De CMC heeft twee plaatsen waar firmware-updates kunnen worden uitgevoerd, één voor chassisonderdelen en de andere voor blades.
Voor de vier chassiscomponenten hoeven de blades niet worden opgestart, maar communicatie ermee wordt wel kort beëindigd wanneer de hardware wordt gereset.
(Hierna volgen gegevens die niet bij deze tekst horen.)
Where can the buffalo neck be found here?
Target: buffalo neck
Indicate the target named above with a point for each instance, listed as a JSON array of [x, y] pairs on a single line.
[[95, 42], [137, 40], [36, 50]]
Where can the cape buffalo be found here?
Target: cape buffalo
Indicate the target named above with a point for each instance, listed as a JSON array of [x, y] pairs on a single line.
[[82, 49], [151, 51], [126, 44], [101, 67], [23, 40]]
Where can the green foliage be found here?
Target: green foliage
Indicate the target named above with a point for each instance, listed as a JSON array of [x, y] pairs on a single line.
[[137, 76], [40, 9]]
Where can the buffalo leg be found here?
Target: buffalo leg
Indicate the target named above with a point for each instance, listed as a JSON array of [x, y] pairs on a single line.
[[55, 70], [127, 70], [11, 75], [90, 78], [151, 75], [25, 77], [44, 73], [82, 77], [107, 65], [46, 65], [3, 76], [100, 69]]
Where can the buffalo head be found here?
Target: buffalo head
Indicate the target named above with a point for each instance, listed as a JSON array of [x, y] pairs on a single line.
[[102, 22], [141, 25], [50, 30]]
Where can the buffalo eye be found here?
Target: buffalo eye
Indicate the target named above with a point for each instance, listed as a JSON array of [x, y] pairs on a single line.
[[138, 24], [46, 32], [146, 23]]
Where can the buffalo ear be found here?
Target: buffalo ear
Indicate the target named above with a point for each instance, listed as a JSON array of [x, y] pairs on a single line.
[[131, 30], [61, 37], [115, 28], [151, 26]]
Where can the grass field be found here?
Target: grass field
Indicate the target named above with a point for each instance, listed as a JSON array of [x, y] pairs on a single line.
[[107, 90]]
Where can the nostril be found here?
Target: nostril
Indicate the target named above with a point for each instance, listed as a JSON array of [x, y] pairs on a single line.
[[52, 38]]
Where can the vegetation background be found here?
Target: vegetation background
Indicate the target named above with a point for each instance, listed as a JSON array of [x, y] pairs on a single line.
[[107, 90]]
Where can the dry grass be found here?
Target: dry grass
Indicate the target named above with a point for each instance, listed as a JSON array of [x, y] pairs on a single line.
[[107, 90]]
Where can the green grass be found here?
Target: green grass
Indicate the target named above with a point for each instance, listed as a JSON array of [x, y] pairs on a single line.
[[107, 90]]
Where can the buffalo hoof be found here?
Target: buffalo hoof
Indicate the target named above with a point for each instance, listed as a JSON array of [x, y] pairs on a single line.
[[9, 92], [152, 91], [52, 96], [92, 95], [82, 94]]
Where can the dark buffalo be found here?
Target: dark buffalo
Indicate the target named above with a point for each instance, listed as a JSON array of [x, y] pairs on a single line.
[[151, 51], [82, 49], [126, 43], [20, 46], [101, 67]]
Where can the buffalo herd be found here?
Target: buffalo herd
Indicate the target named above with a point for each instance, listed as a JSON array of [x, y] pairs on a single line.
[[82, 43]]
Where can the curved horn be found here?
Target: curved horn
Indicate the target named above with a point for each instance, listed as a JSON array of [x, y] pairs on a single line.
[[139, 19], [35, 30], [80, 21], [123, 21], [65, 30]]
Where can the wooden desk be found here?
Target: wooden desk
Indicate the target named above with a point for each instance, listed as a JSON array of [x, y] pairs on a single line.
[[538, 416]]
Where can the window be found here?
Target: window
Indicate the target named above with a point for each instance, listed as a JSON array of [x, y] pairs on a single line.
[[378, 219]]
Voor het updaten van de bladefirmware vanaf Server Overview is opnieuw opstarten nodig wanneer het systeem de Lifecycle Controller ingaat om updates uit te voeren. De blades worden vervolgens opnieuw opgestart in het besturingssysteem.
Dell Update Packages (DUP's) worden gebruikt voor het uitvoeren van de firmware-updates.
Volg deze stappen om de CMC bij te werken:
Het bestand kan worden gedownload op de Dell Support website na het selecteren van het M1000E model (of door de TAG in te voeren) in het gedeelte 'Drivers en downloads'.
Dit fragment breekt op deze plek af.